Science is ongoing. Science is continually refining and expanding our knowledge of the universe, and as it does, it leads to new questions for future investigation. Science will never be “finished.”

undsci.berkeley.edu/article/whatisscience_01

Science does however, provides us with knowledge of the universe. It is important to understand what in science is knowledge and what is still being “refined” or can be refined. Technically, anything can be refined. If there is anything that can be tested to show any of the fundamental known facts of science now are wrong, we can go ahead and change that. Until then, there is no valid reason to think we don’t have knowledge on many things, through science.

Science (from Latin: scientia meaning “knowledge”) is a systematic enterprise that builds and organizes knowledge in the form of testable explanations and predictions about the world.

WW_III: Note, this thread isn’t about what science is, but rather, how science is done.

Yes well as I alluded to it some scientists don’t convey science correctly. We’re all human and I think we can see how they can easily get wrapped up in their undertakings and lose touch with what their method is, yes? But what is there to complain about? Do we see in the media how science and scientists are portrayed as providing absolutes? I do. Is that science? No that’s journalism. Science often gets a bum wrap due to this lack of understanding, because we often hear about scientific works not from reading scientific journals, but from the media who may read them and translate them.

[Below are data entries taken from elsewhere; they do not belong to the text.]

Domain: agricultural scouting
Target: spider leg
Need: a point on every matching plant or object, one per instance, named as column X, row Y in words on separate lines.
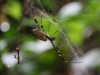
column 59, row 53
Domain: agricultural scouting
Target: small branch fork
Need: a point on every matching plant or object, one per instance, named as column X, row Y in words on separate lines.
column 18, row 55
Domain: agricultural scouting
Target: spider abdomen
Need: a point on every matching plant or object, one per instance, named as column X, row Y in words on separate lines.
column 40, row 34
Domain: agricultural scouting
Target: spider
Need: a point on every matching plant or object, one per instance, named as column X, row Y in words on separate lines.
column 43, row 36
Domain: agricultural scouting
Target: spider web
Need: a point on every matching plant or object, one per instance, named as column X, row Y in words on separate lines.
column 66, row 41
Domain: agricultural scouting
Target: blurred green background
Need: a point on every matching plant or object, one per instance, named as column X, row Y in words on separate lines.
column 38, row 57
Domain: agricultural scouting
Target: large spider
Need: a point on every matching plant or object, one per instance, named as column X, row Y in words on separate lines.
column 43, row 36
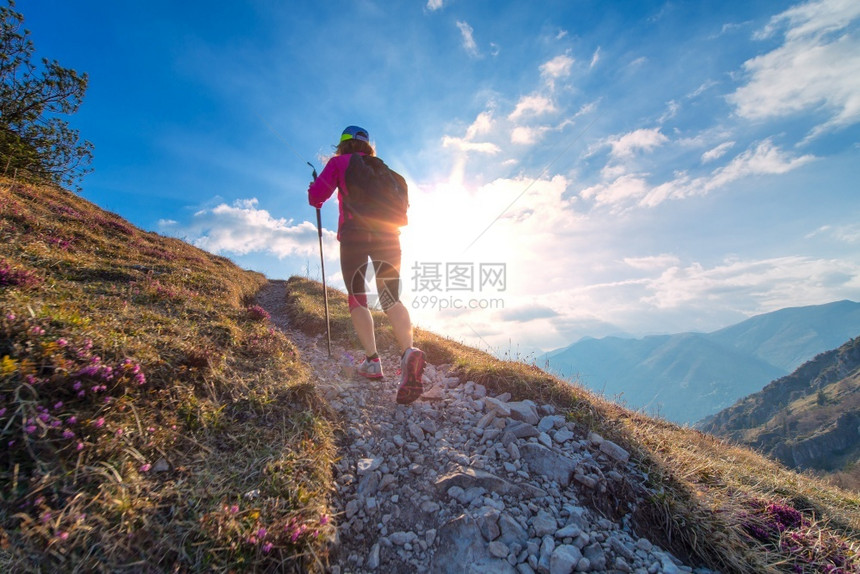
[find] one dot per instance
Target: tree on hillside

Is there a problem with how science is done as to the proper method of science these days?

there is no need to defend science or the scientific method for understanding the nature of things…
many people do not understand what goes on wth science and are threatened by it…but they dont take the time to really learn about it…

Please elaborate.

The scientific method can be revised, how is it tyranny?

i still do not understand what your position is…
when and if i understand then i will elaborate on my statements…

Is it that it must follow a methodology no matter what, or is it a gripe against the current one?

What is it specifically that you’re having trouble with? Does your position really depend so heavily on its opposite that you cannot even explicate it without an understanding first of what you disagree with?

It’s both. I believe we purveyors of a new science are both dissatisfied with the current methodology and violently recoiling against its tyrannical rule.

What is this new science, alternative?

I believe it to be a science that both recognizes its value-ladenness and embraces it. However, note the following:

“The necessity of reform mustn’t be allowed to become a form of blackmail serving to limit, reduce, or halt the exercise of criticism. Under no circumstances should one pay attention to those who tell one: “Don’t criticize, since you’re not capable of carrying out a reform.” That’s ministerial cabinet talk. Critique doesn’t have to be the premise of a deduction that concludes, “this, then, is what needs to be done.” It should be an instrument for those who fight, those who resist and refuse what is. Its use should be in processes of conflict and confrontation, essays in refusal. It doesn’t have to lay down the law for the law. It isn’t a stage in a programming. It is a challenge directed to what is.”
[Foucalt, The Essential Foucault].

oh no music…i do not know what your position is.
how can i agree or disagree…
this would help me----how are you defining ontology and tyranny…please state it here…

These two comments taken together make for an interesting dialectic. If I didn’t have some idea of what you’re after, I might think they said the same thing.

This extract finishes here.